Fall enrollment figures show CSU with a total enrollment of 25,042 students, which is a 1.2 percent increase from last fall, according to a university news release announcing the new numbers.
“Although we are a big school, I’d like to think all the people here — the students, the faculty, the staff – they’re all very friendly and caring, and they promote a small school feeling,” said Peter Nicholls, CSU’s provost/academic vice president.
The university credited the record enrollment numbers to success in retaining students, as the number of incoming freshman actually fell .7 percent from last year for a total of 3,802 freshmen. Nearly 500 more undergraduates stayed in school this semester than last, helping the university’s four-year graduation rate rise to 32 percent. The university has 20,628 undergraduate students and 3,837 graduate students.
“I think it’s good,” said Tyler Sugaski, a senior liberal arts major. “It’s healthy for the school’s reputation, and the state as a whole.” Sugaski said he didn’t think more students on campus led to a poorer quality education. “Look at other schools, like in the Big Ten. They’re big and still considered top schools.”
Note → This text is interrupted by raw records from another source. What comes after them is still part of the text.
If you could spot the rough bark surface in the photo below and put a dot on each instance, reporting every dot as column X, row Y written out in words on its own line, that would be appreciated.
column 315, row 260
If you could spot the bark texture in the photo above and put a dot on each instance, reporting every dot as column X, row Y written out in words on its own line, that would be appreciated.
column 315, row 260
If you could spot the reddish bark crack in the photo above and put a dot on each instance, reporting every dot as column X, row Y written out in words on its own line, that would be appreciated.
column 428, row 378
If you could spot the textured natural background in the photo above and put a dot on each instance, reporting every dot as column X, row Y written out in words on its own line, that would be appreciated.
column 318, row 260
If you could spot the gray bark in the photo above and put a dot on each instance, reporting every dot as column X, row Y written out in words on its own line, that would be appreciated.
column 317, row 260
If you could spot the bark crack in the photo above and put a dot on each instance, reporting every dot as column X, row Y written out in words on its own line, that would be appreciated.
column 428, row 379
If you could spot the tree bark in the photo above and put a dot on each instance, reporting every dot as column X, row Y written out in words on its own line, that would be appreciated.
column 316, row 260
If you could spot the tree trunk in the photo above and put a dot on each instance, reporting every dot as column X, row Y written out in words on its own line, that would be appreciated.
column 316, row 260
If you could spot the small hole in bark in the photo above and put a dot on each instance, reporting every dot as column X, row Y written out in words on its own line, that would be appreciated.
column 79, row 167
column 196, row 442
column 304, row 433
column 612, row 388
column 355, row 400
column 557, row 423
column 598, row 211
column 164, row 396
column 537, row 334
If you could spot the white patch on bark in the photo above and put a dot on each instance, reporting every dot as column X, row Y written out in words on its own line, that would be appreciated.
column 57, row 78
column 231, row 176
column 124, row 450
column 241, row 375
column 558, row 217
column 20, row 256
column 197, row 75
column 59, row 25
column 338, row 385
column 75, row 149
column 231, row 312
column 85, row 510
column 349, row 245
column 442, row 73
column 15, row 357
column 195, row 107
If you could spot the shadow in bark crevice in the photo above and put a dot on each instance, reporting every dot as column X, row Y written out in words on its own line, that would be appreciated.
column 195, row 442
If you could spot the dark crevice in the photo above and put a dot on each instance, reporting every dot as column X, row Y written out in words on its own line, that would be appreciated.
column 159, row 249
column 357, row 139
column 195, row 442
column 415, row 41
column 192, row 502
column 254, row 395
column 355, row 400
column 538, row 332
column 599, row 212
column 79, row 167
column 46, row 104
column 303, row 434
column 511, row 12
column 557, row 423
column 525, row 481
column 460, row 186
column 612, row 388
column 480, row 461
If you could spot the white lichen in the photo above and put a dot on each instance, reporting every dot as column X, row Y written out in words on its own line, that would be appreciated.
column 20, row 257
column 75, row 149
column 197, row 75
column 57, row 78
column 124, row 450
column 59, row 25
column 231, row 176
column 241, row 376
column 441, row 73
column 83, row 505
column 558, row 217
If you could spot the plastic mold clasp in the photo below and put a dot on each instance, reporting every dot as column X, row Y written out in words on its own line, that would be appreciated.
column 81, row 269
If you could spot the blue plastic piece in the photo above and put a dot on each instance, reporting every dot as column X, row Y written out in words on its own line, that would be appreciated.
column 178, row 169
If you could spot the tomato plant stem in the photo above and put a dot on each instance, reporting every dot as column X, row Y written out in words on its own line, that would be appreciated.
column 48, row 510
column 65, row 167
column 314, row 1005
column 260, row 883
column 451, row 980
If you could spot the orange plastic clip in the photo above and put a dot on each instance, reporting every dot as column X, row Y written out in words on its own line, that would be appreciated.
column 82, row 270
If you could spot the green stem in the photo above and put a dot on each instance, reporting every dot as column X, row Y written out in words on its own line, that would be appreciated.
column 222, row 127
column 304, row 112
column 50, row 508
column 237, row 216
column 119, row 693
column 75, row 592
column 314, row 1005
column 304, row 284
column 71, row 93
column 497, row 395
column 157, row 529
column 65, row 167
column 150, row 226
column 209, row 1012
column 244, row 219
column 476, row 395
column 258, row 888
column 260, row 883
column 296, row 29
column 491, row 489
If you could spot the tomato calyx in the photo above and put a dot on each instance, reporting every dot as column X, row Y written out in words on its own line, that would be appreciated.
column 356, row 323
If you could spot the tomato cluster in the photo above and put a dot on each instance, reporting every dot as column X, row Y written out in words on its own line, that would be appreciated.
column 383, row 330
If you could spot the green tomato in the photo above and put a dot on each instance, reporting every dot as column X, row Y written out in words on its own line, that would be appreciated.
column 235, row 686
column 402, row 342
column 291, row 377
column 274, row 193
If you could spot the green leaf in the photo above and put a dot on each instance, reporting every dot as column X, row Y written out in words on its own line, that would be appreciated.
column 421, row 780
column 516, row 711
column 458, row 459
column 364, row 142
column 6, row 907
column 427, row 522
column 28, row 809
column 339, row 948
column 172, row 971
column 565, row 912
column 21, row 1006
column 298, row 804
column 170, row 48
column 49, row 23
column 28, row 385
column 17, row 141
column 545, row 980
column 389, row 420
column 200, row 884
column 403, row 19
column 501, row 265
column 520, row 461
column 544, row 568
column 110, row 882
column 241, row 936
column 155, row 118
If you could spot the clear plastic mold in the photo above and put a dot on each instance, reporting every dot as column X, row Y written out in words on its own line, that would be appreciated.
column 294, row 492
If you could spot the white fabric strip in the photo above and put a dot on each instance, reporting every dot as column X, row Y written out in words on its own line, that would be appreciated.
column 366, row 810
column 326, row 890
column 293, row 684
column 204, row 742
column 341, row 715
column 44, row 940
The university’s enrollment growth rate of 1.2 percent was down from the last several years, which saw 3.5 percent growth rates. The university tried to contain growth in the face of budget cuts that have led to fewer faculty and staff positions, according to the news release.
Nicholls said the university does not have plans to cap university enrollment as a whole, but some of the university’s more popular programs have restricted access or will start to restrict access because so many students want to join the program.
“Twenty-five thousand is quite a few students, and they all seem to be concentrated in certain areas,” Nicholls said, noting that some of the more popular programs include business, construction management, mechanical engineering, psychology and computer science. “We have no plans in the immediate future of putting enrollment caps on the institution, but we do need to be very careful in the future about watching where those students want to major and being sure we have the flexibility to accommodate those students.”
He said the high enrollment numbers could mean that some classes will be bigger than before and that some class sections may not be available.
“I think what you’re going to find is that some classes are going to be bigger than they used to be,” Nicholls said.
CSU’s minority enrollment increased 1.5 percent, 2.4 percent among undergraduates, to make up about 12 percent of the undergraduate population. New international student enrollment stayed almost the same as last year at 950 students.
This year’s incoming freshman class scored the highest average index score in school history. The incoming freshman class had an average score of 109.7. The average index score is a combination of standardized test scores, high school grade-point average and class rank.
“We’re encouraged by the quality of the students who are choosing Colorado State University, and that our efforts to keep students enrolled and on track are paying dividends,” said CSU President Larry Penley in a news release. “Despite the economic difficulties we have faced, we are committed to providing the highest quality of education possible, in part by effectively managing the number of students and resources we have to serve them.”